5. Quora is not a business—yet.

Quora doesn’t collect revenue from anyone, for anything, and D’Angelo says he is deliberately avoiding spending a lot of time thinking about how to begin. “Sometime in the next year we will start to experiment with it,” he says. “In the long term, this is a business, and we fully intend to make it profitable, but it’s a decision for now to focus on growing, so that later, when we do make money, there are more users to work with.”

D’Angelo’s detailed reasons for leaving the business-model question unanswered are straightforward. First, he says, the company’s 60 employees have their hands full solving engineering challenges that go along with a 300 percent annual growth rate. “There is a lot of work we have to do just to keep up with the growth,” he says. “That is not easy, and that has to take priority over everything.”

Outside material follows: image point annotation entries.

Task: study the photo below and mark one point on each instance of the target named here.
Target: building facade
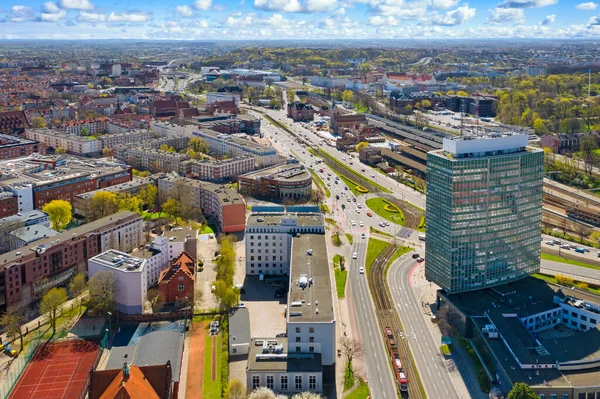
(484, 207)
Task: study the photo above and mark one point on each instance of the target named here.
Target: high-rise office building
(484, 212)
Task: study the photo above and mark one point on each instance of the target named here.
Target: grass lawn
(319, 182)
(350, 238)
(377, 205)
(373, 250)
(210, 388)
(557, 258)
(361, 391)
(383, 233)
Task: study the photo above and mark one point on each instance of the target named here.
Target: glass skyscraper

The work is mostly about making sure the service runs smoothly as more people join Quora. Generating a unique, personalized home page for every user means bringing together a lot of data from a lot of servers very quickly, which gets harder as more users and more data enter the system. Then there’s all the indexing, ranking, and machine learning needed to match people with questions they can answer and topics they’ll find interesting.

The second reason: focus. “It’s just nice for the company to be focused on growth and on users right now,” D’Angelo says. “It makes everything a little bit more efficient. It means all of my time can go toward that. There will be some distraction cost [from business questions] later on, but I think we’ll be able to afford it when the company is bigger.”

D’Angelo feels that Quora has room to wait even longer than Facebook did before coming to grips with the revenue question. Its infrastructure costs are … Next Page »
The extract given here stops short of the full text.